Las claves: la fuente de energía más líquida y transportable se acumula en medio del mar
Los precios han subido 10 dólares por barril en lo que va de año, hasta los 70


El ser humano tiene la capacidad de llenar todo el espacio vacío. Está colmando el espacio de satélites, por ejemplo (gracias en parte al abaratamiento de lanzar cosas al espacio, por la reutilización de cohetes de Space X), y ahora también está atiborrando los océanos de barcos petroleros sin rumbo, con crudo procedente de Rusia, Irán y Venezuela, países sometidos a distintos bloqueos, sobre todo por parte de Estados Unidos. Eso está frenando una caída de los precios, que han subido 10 dólares por barril en lo que va de año, hasta los 70. Las sanciones a Rusia, en particular, han empezado a tener un impacto importante en las compras por parte de terceros, como India, que hasta hace poco sorteaban el castigo y aprovechaban para comprar petróleo con descuento.
No deja de ser paradójico que la fuente de energía más fácilmente transportable, más líquida en el sentido literal, esté atascada en medio de la nada mientras los países buscan cómo resolver sus diferencias geopolíticas (que en algunas ocasiones tienen que ver con defender la democracia y los derechos humanos).
Nvidia y la paradoja de las buenas malas noticias
Desde hace un par de ejercicios se viene diciendo en los mercados –primero de broma, luego ya no tanto– que, cada vez que Nvidia logra batir previsiones, salva la economía mundial. El miércoles volvió a salvarla, pero eso no debió bastar para los inversores, que ya no solo le piden que gane, sino que gane jugando bien. Así, el mercado castigó a la gigante tecnológica ayer, a pesar de haber preservado tres meses más los cimientos de la economía mundial. Resulta, como decía Trump hace unas semanas, que las buenas noticias ahora son malas noticias, y que hay que volver al orden natural de las cosas: que lo bueno sea bueno, y lo malo, malo.
El caso de Grifols y Gotham es importante para la confianza de los inversores
En la Audiencia Nacional se aborda estos días una causa crucial para los mercados, en torno al informe de Gotham City que hizo que Grifols se hundiera en Bolsa en enero de 2024. La incertidumbre de meses sobre si Daniel Yu, fundador de la firma de inversión, declararía de manera presencial se resolvió de forma afirmativa. Grifols se ha recuperado solo parcialmente de aquella caída (cierto es que la tendencia era ya bajista desde 2020), y se mantiene en una línea más bien plana.
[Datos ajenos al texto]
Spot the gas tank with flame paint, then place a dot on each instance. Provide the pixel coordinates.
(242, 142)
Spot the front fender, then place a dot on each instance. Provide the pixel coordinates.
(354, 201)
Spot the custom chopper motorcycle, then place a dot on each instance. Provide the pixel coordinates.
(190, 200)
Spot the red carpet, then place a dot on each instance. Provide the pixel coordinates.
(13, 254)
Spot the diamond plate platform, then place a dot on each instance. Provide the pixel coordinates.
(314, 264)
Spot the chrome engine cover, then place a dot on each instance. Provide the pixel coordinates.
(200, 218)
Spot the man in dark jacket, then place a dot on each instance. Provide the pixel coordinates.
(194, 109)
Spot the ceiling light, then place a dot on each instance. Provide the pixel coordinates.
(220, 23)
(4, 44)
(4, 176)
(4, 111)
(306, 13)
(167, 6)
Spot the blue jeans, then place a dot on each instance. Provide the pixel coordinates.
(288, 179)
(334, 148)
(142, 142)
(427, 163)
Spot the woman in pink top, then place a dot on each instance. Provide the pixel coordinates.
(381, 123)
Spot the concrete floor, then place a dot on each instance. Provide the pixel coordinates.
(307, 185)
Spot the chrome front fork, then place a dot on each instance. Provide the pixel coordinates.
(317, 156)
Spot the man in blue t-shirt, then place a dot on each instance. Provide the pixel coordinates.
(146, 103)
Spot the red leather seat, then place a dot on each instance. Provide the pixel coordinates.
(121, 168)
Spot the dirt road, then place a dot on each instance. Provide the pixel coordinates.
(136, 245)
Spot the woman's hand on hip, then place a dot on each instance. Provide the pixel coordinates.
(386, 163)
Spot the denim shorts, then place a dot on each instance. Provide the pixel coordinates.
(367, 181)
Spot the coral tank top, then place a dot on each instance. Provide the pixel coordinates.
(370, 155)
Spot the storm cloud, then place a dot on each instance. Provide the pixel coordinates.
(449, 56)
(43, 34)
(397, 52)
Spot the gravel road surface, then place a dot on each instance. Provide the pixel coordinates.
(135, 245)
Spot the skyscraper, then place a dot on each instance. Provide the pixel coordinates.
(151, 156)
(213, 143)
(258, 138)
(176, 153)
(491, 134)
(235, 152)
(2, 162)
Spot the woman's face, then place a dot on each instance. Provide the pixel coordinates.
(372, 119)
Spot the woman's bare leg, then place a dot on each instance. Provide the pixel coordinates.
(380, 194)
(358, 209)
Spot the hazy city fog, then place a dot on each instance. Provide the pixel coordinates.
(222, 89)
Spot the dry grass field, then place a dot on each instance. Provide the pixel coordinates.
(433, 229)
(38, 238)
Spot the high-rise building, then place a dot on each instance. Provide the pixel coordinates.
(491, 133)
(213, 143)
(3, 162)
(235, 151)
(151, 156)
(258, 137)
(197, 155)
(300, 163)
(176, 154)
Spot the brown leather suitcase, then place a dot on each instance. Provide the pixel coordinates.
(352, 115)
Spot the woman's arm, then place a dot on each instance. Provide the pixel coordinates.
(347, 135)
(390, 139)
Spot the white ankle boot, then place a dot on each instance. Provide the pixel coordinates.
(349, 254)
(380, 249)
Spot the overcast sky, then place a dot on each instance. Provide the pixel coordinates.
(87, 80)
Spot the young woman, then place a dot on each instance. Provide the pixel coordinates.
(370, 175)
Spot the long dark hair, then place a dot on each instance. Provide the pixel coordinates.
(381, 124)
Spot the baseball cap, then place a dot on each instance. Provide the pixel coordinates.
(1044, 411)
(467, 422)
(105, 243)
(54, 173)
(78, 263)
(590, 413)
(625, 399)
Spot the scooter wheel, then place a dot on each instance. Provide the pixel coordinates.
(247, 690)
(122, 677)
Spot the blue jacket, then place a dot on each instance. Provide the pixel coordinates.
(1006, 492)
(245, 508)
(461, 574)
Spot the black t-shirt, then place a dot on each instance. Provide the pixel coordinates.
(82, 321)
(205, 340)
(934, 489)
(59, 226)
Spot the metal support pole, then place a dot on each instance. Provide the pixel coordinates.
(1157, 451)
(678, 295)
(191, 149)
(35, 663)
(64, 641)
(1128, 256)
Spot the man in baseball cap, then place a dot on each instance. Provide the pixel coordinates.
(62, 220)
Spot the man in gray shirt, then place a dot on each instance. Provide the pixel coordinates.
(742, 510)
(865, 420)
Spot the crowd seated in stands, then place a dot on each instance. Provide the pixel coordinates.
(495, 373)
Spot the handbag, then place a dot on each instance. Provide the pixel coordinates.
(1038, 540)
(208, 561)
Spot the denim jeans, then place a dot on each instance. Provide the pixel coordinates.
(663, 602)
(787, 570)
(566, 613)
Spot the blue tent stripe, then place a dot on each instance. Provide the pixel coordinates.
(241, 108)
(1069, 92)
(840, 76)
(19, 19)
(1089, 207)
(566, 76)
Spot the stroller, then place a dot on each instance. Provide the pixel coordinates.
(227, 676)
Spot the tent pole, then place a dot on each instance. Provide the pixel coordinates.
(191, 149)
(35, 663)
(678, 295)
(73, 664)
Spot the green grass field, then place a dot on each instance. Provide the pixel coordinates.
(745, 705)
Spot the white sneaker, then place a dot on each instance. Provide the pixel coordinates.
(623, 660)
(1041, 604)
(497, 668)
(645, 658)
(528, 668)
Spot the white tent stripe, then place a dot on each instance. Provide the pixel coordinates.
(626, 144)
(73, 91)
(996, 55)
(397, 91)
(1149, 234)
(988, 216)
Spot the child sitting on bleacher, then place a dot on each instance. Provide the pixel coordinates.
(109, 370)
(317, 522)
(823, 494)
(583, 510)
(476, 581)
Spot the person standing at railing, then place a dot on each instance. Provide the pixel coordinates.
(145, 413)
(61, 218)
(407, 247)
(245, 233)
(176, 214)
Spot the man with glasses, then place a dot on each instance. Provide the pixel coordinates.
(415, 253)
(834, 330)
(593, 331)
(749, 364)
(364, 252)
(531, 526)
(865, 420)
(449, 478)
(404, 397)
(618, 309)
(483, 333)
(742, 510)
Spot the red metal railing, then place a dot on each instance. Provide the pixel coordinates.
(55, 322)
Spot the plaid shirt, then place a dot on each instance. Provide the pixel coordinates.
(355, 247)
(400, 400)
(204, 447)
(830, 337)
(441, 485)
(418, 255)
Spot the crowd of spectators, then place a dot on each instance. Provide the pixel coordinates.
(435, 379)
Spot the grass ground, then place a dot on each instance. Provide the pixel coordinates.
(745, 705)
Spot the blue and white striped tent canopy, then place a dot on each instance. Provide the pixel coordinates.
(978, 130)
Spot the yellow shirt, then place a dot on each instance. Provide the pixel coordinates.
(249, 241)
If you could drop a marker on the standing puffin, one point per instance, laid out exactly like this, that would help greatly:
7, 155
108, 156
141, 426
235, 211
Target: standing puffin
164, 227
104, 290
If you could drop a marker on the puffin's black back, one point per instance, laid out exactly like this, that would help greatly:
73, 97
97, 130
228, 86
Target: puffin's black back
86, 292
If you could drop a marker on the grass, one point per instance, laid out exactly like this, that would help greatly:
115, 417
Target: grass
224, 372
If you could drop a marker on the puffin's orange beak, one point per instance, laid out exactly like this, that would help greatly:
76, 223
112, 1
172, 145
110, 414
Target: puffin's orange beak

Además del informe en sí, se juzga si los mensajes de X difundidos antes del informe supusieron manipulación del mercado. Para la confianza de los inversores y de otros actores, es fundamental que la justicia despeje las dudas sobre lo que ocurrió realmente.
La frase
El deterioro de las relaciones entre Estados Unidos y Europa supone un reto especial para Polonia. Nuestra sociedad sigue confundida. Hemos sido y seguiremos siendo un aliado leal de Estados Unidos, pero no podemos ser unos pringadosRadoslaw Sikorski, ministro de Exteriores polaco
¿Qué viene a quitarnos nuestros trabajos?
En el aeropuerto de Barcelona hay un robot que acapara las miradas. Es el camarero del restaurante Self. Este, cuentan sus dueños, interpreta los pedidos –ardua tarea para una IA, ejecutar una orden tan amplia como “bocadillo de jamón”–, se dirige al cliente “con amabilidad” y reparte las comandas con sus garras mecánicas. El proyecto es un piloto, más espectacular que eficiente, pero podría avanzar lo que viene: una mayor automatización de ciertos servicios (si bien la inmensa mayoría no necesitan de una IA, que no es sinónimo de robotización). Por lo pronto, más que escenas a los Tiempos modernos de Chaplin, vamos a ver a programadores reinventándose y, quizá, a consultoras teniendo que bajar los precios de sus servicios. La basura de Self, eso sí, la tiran los humanos.